Swan Arcade sang Lord Willoughby in 1973 on their eponymous first album on the Trailer label, Swan Arcade.
Jim Moray sang Lord Willoughby in 2006 on his CD Jim Moray.
Danny Spooner sang Lord Willoughby on his 2008 CD Brave Bold Boys. He noted:
Peregrine ‘Bertie’, Lord Willoughby of Eresby, distinguished himself in the Low Countries 1586 (the English armies of Elizabeth I were supporting the Protestants against Catholic Spain during the Netherlands' War of Independence). On the recall of Lord Leicester, Elizabeth's favourite, Willoughby became her commander in the Lowlands.
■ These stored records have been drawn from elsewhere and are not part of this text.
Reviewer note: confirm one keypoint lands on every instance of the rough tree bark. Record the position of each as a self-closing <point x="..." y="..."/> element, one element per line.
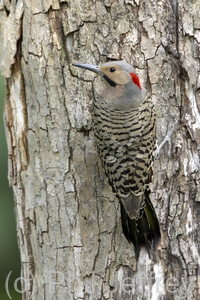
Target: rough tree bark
<point x="68" y="221"/>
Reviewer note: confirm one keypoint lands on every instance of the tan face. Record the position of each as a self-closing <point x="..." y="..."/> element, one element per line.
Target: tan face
<point x="114" y="72"/>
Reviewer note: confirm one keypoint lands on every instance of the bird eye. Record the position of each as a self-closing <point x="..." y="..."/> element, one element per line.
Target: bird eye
<point x="112" y="69"/>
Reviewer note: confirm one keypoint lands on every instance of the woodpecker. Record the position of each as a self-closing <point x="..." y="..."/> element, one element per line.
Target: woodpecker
<point x="125" y="133"/>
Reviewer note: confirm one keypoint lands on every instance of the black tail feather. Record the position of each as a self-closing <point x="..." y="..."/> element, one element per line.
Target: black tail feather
<point x="143" y="230"/>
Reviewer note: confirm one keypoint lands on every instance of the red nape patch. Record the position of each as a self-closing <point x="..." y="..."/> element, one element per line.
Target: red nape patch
<point x="135" y="79"/>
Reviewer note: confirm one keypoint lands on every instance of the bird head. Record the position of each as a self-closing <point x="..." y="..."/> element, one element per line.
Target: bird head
<point x="123" y="89"/>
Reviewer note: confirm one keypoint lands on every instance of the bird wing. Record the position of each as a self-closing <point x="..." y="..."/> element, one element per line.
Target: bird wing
<point x="126" y="144"/>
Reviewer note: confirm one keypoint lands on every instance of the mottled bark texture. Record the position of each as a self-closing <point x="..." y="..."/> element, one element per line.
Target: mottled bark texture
<point x="68" y="221"/>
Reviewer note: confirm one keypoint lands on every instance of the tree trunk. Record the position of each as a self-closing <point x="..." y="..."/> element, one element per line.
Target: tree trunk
<point x="68" y="221"/>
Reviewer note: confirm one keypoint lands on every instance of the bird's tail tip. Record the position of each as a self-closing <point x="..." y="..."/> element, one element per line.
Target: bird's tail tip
<point x="143" y="231"/>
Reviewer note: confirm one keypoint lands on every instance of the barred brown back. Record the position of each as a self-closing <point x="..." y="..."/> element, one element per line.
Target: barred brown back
<point x="126" y="143"/>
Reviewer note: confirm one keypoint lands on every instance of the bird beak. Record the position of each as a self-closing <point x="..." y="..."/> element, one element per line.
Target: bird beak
<point x="92" y="68"/>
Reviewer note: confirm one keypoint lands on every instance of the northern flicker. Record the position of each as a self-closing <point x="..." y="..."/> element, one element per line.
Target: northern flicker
<point x="125" y="133"/>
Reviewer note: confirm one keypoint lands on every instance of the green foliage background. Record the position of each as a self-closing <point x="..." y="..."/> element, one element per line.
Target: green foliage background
<point x="9" y="253"/>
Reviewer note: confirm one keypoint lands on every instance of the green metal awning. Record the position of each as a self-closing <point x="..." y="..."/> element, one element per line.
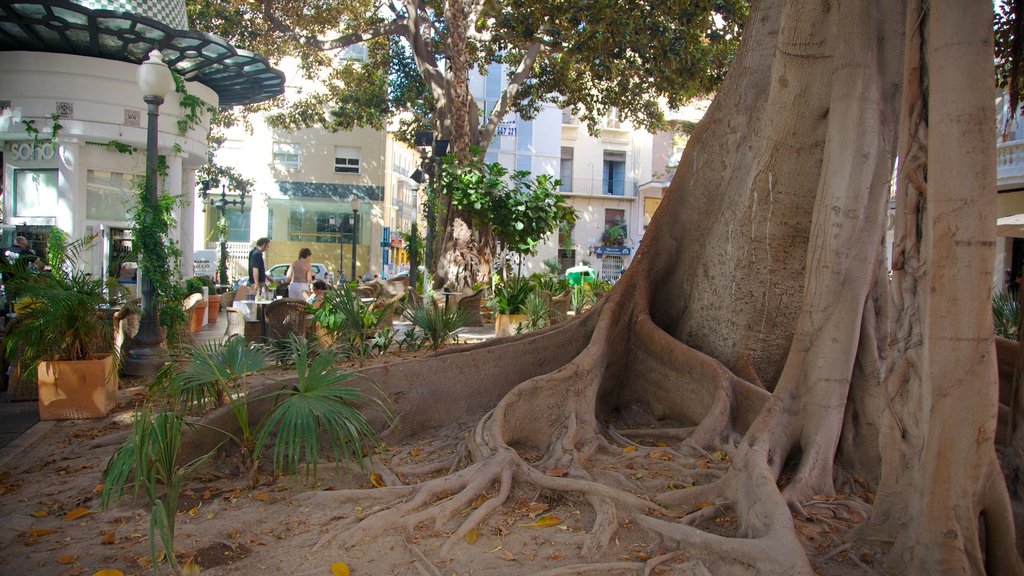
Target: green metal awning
<point x="238" y="76"/>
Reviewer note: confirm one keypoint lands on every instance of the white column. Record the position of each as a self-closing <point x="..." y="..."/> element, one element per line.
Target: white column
<point x="70" y="210"/>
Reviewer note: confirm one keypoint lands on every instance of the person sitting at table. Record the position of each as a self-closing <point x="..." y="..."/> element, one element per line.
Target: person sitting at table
<point x="300" y="275"/>
<point x="315" y="297"/>
<point x="241" y="303"/>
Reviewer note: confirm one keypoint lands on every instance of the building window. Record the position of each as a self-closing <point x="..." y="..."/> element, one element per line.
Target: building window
<point x="346" y="160"/>
<point x="613" y="173"/>
<point x="109" y="196"/>
<point x="565" y="170"/>
<point x="238" y="222"/>
<point x="320" y="225"/>
<point x="615" y="230"/>
<point x="286" y="156"/>
<point x="35" y="193"/>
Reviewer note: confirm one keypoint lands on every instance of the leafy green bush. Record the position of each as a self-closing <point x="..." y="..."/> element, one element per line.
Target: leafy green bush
<point x="538" y="313"/>
<point x="510" y="296"/>
<point x="1006" y="315"/>
<point x="437" y="325"/>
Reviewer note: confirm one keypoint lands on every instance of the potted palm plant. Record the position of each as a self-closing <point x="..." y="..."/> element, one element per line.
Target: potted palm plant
<point x="61" y="333"/>
<point x="509" y="303"/>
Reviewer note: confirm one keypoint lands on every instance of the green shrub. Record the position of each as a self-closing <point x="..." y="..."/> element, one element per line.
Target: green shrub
<point x="437" y="325"/>
<point x="1006" y="315"/>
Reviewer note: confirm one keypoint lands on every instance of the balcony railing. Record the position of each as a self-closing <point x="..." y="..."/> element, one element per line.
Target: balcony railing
<point x="1010" y="163"/>
<point x="623" y="188"/>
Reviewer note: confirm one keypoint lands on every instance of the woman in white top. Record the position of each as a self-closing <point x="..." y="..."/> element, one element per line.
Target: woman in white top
<point x="300" y="275"/>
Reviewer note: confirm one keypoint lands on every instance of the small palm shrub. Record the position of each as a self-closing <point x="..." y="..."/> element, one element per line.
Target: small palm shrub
<point x="437" y="325"/>
<point x="1006" y="315"/>
<point x="317" y="405"/>
<point x="538" y="313"/>
<point x="148" y="457"/>
<point x="510" y="296"/>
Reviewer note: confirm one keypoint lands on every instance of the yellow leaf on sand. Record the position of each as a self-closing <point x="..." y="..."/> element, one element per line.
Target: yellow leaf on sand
<point x="76" y="513"/>
<point x="545" y="521"/>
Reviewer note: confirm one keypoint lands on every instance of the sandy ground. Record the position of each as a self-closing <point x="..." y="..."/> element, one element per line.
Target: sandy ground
<point x="51" y="522"/>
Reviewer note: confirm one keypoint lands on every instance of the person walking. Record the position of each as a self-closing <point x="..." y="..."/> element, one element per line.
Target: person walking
<point x="257" y="268"/>
<point x="300" y="275"/>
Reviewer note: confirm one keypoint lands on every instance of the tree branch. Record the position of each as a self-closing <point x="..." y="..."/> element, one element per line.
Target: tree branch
<point x="505" y="103"/>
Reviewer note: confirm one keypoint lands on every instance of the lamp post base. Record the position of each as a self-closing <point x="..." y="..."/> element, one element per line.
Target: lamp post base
<point x="144" y="360"/>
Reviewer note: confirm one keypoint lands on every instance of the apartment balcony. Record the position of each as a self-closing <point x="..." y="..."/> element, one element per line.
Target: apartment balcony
<point x="622" y="188"/>
<point x="1010" y="165"/>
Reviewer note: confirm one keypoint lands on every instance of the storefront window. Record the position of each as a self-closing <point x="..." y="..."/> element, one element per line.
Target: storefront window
<point x="35" y="193"/>
<point x="109" y="196"/>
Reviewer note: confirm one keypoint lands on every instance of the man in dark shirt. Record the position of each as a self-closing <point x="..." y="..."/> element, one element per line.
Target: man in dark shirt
<point x="257" y="268"/>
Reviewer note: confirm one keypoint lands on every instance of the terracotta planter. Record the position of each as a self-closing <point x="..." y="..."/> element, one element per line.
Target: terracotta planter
<point x="505" y="324"/>
<point x="214" y="309"/>
<point x="199" y="315"/>
<point x="73" y="389"/>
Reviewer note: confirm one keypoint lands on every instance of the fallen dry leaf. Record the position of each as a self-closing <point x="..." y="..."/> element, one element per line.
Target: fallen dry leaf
<point x="76" y="513"/>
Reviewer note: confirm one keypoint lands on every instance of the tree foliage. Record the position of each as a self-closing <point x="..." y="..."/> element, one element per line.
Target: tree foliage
<point x="588" y="55"/>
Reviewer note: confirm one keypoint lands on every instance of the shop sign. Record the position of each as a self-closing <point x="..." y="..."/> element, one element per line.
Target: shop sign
<point x="33" y="151"/>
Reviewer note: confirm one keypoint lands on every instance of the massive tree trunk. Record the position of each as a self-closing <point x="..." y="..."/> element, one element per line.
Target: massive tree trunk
<point x="759" y="323"/>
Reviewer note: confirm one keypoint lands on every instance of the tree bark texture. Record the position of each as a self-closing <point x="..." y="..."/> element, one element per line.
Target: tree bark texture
<point x="759" y="324"/>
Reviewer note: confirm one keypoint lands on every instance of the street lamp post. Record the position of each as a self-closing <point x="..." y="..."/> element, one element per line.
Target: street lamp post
<point x="355" y="228"/>
<point x="148" y="355"/>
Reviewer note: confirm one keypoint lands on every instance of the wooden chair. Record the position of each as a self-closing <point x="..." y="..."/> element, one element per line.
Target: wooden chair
<point x="285" y="317"/>
<point x="470" y="305"/>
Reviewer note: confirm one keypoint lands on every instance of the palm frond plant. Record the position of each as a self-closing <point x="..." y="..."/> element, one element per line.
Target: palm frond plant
<point x="318" y="404"/>
<point x="215" y="374"/>
<point x="510" y="296"/>
<point x="345" y="316"/>
<point x="1006" y="315"/>
<point x="147" y="460"/>
<point x="538" y="313"/>
<point x="438" y="326"/>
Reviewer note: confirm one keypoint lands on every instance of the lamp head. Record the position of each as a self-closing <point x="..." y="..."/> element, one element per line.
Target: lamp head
<point x="154" y="77"/>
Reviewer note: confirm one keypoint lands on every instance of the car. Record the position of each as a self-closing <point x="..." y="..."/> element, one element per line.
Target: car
<point x="276" y="273"/>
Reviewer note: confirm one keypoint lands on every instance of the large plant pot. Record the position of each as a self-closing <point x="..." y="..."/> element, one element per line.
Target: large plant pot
<point x="214" y="309"/>
<point x="73" y="389"/>
<point x="199" y="315"/>
<point x="505" y="324"/>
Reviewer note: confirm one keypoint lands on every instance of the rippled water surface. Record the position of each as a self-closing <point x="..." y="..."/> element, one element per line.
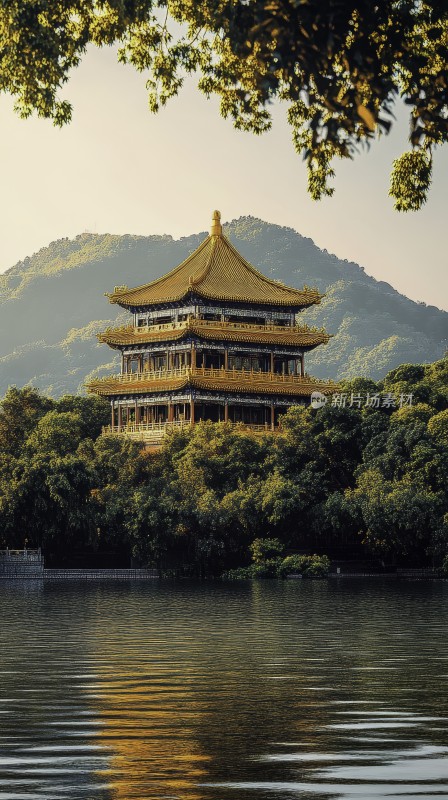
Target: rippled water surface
<point x="298" y="689"/>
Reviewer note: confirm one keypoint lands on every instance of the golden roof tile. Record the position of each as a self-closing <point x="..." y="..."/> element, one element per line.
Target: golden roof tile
<point x="215" y="271"/>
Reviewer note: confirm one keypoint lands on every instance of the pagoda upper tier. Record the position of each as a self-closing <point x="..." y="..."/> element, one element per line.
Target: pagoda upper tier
<point x="216" y="271"/>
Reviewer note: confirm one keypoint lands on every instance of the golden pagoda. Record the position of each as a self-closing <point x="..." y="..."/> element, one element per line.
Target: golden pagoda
<point x="214" y="339"/>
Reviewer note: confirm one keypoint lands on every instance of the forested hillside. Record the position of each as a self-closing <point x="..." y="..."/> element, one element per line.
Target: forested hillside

The tune became popular both in the Netherlands and England long after his death in 1601. In Queen Elizabethan's Virginal book, there is a beautiful minor key version of this called Lord Willoughby's Return.
Danny Spooner sings Lord Willoughby
On the fifteenth day of July,
with glittering sword and shield,
A famous fight in Flanders was foughten in the field;
The most courageous officers were English captains three,
But the foremost in battle was brave Lord Willoughby.
“Stand to it, noble pikemen,
and look you round about!
And shoot you right, you bowmen, and we will keep them out!
You musquet and caliver men, do you prove true to me;
I'll be the foremost man in fight!” said brave Lord Willoughby.
The sharp steel-pointed arrows
and bullets thick did fly;
Then did our valiant soldiers charge on most furiously;
Which made the Spanish waver, they thought it best to flee;
They feared the stout behaviour of brave Lord Willoughby.
Then quoth the Spanish general,
“Come let us march away.
I fear we shall be spoiled all if ere we longer stay.
For yonder comes Lord Willoughby with courage fierce and fell.
He will not give one inch away for all the devils in Hell.”
And then the fearful enemy
was quickly put to flight;
Our men pursued courageously and caught their forces quite.
At last they gave a mighty shout that reached to the sky;
“God and Saint George for England!” the conquerors did cry.